L’Assemblée nationale a adopté mercredi en première lecture une proposition de loi visant à réduire l’exposition de la population au cadmium, un métal lourd reconnu pour ses effets nocifs sur la santé. Le texte, porté par le député écologiste Benoît Biteau avec le soutien notamment de Clémentine Autain, a été approuvé par 144 voix contre 22 malgré l’opposition du gouvernement, qui juge la trajectoire proposée trop contraignante pour le secteur agricole.

Le texte prévoit un abaissement accéléré des seuils de cadmium autorisés dans les engrais phosphatés, principale source de contamination des sols agricoles. Alors que la France bénéficie actuellement d’une dérogation lui permettant d’utiliser des engrais contenant jusqu’à 90 mg/kg de cadmium, les députés souhaitent ramener ce seuil à 40 mg/kg dès 2027 puis à 20 mg/kg à partir de 2030. Une trajectoire plus ambitieuse que celle envisagée par l’exécutif, qui prévoyait d’atteindre ce niveau seulement en 2038.

Un enjeu sanitaire majeur

Selon l’Agence nationale de sécurité sanitaire (Anses), près d’un Français sur deux présente aujourd’hui un niveau d’exposition au cadmium supérieur aux valeurs sanitaires de référence. Ce métal lourd s’accumule progressivement dans les sols puis dans les aliments, notamment les céréales, avant d’être absorbé par l’organisme.
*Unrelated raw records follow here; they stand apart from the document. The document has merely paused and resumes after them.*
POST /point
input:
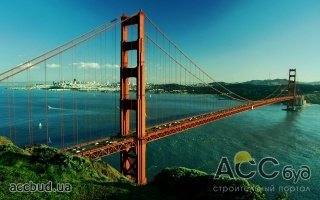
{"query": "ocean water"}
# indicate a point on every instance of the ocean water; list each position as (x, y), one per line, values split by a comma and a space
(293, 138)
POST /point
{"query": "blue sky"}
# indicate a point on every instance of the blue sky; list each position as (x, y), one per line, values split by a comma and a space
(231, 40)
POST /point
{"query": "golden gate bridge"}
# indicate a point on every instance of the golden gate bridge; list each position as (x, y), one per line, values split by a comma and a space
(145, 61)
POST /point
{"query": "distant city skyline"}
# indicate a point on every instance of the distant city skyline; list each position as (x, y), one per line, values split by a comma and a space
(234, 41)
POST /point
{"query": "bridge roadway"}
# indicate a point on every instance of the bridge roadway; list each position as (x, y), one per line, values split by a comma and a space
(107, 146)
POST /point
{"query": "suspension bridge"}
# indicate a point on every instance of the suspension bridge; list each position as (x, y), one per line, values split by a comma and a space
(71, 96)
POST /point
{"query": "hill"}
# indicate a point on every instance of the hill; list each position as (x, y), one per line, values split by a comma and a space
(97, 180)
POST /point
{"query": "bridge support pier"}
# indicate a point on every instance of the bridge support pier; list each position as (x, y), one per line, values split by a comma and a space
(292, 91)
(133, 160)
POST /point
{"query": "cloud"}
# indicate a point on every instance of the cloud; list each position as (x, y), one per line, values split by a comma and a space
(53, 65)
(91, 65)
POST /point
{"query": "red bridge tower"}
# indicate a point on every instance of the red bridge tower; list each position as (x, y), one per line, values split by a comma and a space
(133, 160)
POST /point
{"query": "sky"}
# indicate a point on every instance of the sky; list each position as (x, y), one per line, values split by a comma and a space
(231, 40)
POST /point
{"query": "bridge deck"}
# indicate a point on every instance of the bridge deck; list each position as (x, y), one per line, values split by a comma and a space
(107, 146)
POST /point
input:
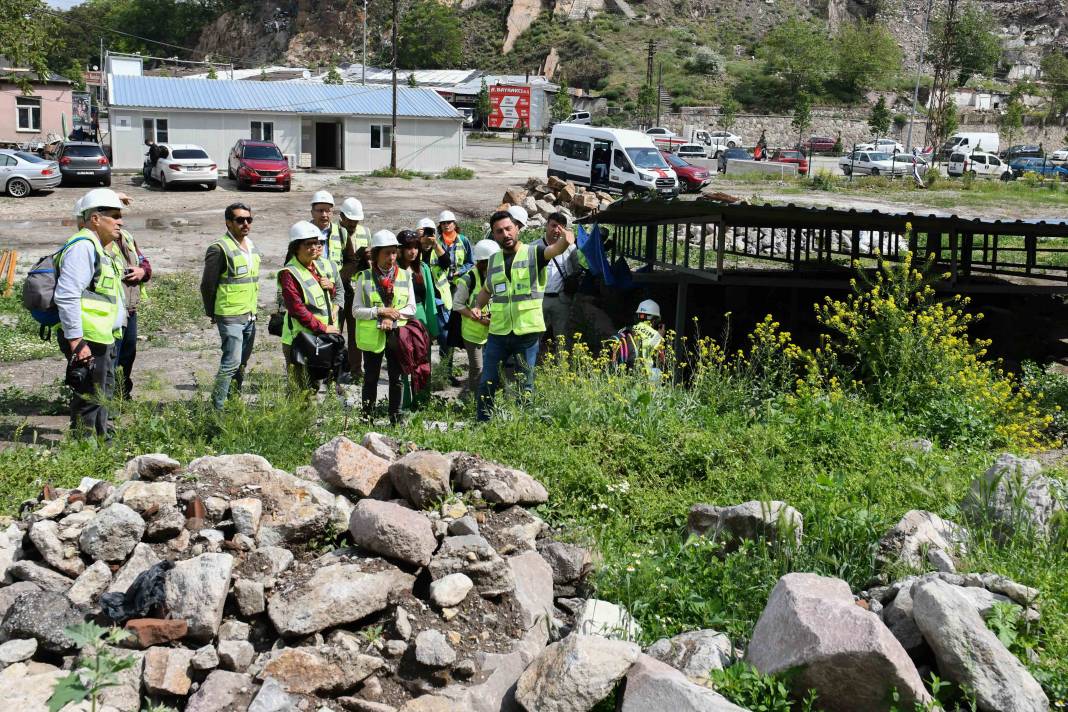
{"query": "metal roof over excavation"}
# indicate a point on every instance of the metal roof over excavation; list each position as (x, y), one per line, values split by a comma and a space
(297, 97)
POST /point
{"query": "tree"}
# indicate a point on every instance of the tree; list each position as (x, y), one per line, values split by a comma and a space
(800, 53)
(879, 120)
(872, 53)
(802, 114)
(429, 36)
(333, 77)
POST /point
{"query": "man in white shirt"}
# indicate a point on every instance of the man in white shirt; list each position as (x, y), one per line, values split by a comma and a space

Une exposition prolongée est associée à des risques accrus de cancers, de troubles rénaux, de fragilité osseuse et d’atteintes à la reproduction.

Le gouvernement partage l’objectif de réduction de l’exposition mais s’inquiète des conséquences économiques d’une transition trop rapide. Le ministre délégué à la Transition écologique, Mathieu Lefèvre, a mis en garde contre d’éventuelles tensions d’approvisionnement en engrais et un risque pour la compétitivité de l’agriculture française. Les défenseurs du texte estiment au contraire que les solutions techniques de « décadmiation » existent déjà et que leur coût resterait limité pour les agriculteurs.

Un texte encore attendu au Sénat

Soutenue par l’ensemble de la gauche ainsi que par les groupes MoDem, Horizons et Renaissance, la proposition de loi doit désormais poursuivre son parcours parlementaire au Sénat. Le Rassemblement national a voté contre le texte, dénonçant une mesure susceptible de fragiliser davantage les exploitations agricoles françaises.

Les associations environnementales et plusieurs scientifiques saluent néanmoins une avancée importante en matière de santé publique. Elles rappellent que la France demeure l’un des pays européens les plus exposés au cadmium et considèrent que l’adoption de cette loi constituerait une étape majeure pour réduire durablement la présence de ce contaminant dans l’alimentation des Français.